James thinks we do experience causality, or one event causing another. This is
because our consciousness flows continually over time and space. Consciousness is not
fragmented into small units of ideas and impressions. But we have never seen an impression
of an object. When we see a skier going down a hill, we don't see it in stop-frame, we see it
continuously. The average human experience is not a split second long.
Hume's problem is that he's viewing experience as fragmented and he can't figure out
how to unify them to prove causality. James' stream of consciousness bypasses this problem
because we don't need to unify individual impressions.
Lecture 1: The Present Dilemma in Philosophy
We all have a philosophical view or a worldview set of ideas which are the most
important or interesting thing about a person. Our whole culture is organized around ideas.
Our philosophical opinions are not academic, but urgent. The dilemma is that philosophy is
not as objective and rational as philosophers want it to be to find pure knowledge. Since the
Enlightenment, philosophers have been encouraged to follow a rational line of argument
where it leads and let this conclusion be your belief. To say that this line of thinking is
objective means that it does not reflect the thinker and their personal wishes and identity. All
of these factors should be bracketed in order to follow an objective, rational line of thought to
conclusions of the same sort. We should not create an idea and then try to justify it.

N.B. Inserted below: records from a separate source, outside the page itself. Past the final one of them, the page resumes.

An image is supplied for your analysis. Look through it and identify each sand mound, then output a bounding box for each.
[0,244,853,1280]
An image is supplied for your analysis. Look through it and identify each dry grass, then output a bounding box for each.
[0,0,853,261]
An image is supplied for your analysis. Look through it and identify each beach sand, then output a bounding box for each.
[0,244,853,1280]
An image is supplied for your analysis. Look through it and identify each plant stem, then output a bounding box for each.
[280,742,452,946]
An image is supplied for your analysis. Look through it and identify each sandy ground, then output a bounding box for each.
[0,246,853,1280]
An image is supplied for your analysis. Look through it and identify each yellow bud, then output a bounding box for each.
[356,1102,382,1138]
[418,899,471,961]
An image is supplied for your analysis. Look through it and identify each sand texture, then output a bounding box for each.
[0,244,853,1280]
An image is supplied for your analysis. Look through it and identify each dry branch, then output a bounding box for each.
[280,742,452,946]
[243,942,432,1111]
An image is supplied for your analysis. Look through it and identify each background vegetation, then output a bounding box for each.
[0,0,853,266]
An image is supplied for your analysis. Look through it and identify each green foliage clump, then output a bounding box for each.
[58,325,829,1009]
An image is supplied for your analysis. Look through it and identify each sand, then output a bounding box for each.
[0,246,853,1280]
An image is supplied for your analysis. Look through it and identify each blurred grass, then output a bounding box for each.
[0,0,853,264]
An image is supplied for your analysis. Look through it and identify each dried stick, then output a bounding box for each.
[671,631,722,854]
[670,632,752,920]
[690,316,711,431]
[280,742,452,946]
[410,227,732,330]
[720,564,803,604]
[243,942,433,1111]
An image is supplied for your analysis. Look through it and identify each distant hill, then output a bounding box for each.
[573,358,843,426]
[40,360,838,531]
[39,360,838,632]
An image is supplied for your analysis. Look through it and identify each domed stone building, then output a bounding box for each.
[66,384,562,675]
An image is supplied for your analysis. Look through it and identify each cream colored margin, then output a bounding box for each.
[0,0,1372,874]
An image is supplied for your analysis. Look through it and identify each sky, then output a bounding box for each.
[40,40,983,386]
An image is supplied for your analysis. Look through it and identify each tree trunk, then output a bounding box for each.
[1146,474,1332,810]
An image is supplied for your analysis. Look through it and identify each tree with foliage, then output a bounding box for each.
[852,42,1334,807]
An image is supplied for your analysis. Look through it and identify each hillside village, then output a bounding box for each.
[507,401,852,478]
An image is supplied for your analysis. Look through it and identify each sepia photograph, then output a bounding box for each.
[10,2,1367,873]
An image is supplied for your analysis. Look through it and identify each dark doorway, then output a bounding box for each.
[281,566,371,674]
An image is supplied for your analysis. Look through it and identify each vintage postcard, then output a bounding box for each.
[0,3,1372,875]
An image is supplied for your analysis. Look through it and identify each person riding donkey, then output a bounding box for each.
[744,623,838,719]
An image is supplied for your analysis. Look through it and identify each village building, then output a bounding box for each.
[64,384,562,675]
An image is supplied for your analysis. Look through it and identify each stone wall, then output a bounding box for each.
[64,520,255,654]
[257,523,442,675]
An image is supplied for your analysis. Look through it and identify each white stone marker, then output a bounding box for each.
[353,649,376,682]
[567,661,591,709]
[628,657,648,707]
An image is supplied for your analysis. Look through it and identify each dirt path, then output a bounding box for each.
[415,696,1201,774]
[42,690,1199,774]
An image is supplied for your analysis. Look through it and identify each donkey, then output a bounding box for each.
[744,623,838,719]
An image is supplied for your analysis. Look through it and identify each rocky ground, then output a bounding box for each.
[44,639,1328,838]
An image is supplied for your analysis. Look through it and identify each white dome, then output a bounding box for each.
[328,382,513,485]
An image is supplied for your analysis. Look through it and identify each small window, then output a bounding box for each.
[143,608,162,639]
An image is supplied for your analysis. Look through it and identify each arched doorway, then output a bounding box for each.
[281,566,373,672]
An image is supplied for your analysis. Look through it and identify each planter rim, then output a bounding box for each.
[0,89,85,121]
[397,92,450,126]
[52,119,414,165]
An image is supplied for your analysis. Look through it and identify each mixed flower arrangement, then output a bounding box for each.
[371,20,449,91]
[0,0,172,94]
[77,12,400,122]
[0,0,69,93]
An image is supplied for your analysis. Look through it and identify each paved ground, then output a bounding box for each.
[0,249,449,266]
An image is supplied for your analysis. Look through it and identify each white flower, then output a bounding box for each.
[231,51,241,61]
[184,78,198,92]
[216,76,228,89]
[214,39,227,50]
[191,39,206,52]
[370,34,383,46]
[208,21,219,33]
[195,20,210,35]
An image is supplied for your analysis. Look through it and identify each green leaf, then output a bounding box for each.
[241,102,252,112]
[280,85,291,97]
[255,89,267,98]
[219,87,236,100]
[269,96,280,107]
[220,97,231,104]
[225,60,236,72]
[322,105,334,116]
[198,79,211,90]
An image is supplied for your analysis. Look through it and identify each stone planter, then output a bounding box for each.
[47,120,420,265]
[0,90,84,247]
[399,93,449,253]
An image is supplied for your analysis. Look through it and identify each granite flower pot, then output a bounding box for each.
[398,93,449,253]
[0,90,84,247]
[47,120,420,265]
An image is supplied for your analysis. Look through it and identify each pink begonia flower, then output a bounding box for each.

James disagrees, saying that no one is perfectly objective. No one can bracket their
temperament. James describes the two types of philosophical temperaments. They aren't
mutually exclusive, people just tend to exhibit one more than the other. The two
temperaments are the tough- and tender-minded. Tough-minded people are like Hume: they
prefer hard facts, are empiricists, they don't like theories and speculation, they are
materialists, fatalistic, pessimistic, and they are not religious. Tender-minded people are like
Plato: the are optimistic and religiously inclined, rational, dogmatic, speculative, theorizing,
and imaginative. James thinks that tough-minded philosophers outnumber the tender-minded
philosophers. James wants to split the difference between the two in his own work.
Having a tough-minded temperament isn't a bad thing, and we can't help our
temperament (we have it by nature). It is also impossible to bracket your temperament. Every
philosopher ends up with a worldview that reflects their temperament. We find that we choose
to be either tough or tender, there is no middle ground (we can't be rational and empirical).
Our temperament is a non-choice. We go with the worldview that reflects our temperament.
Our modern society values science and technology much more than art or poetry so
we value the philosophy that reflects science. If a field of knowledge isn't scientific, we don't
take it seriously.
Lecture 2: What Pragmatism Means
James gives a preliminary and rough outline of what pragmatism is. Pragmatism
comes from praxis. Peirce defined it as a theory of meaning and consequence of meaning.
James extended it to be a theory of truth and the consequences of holding a certain belief.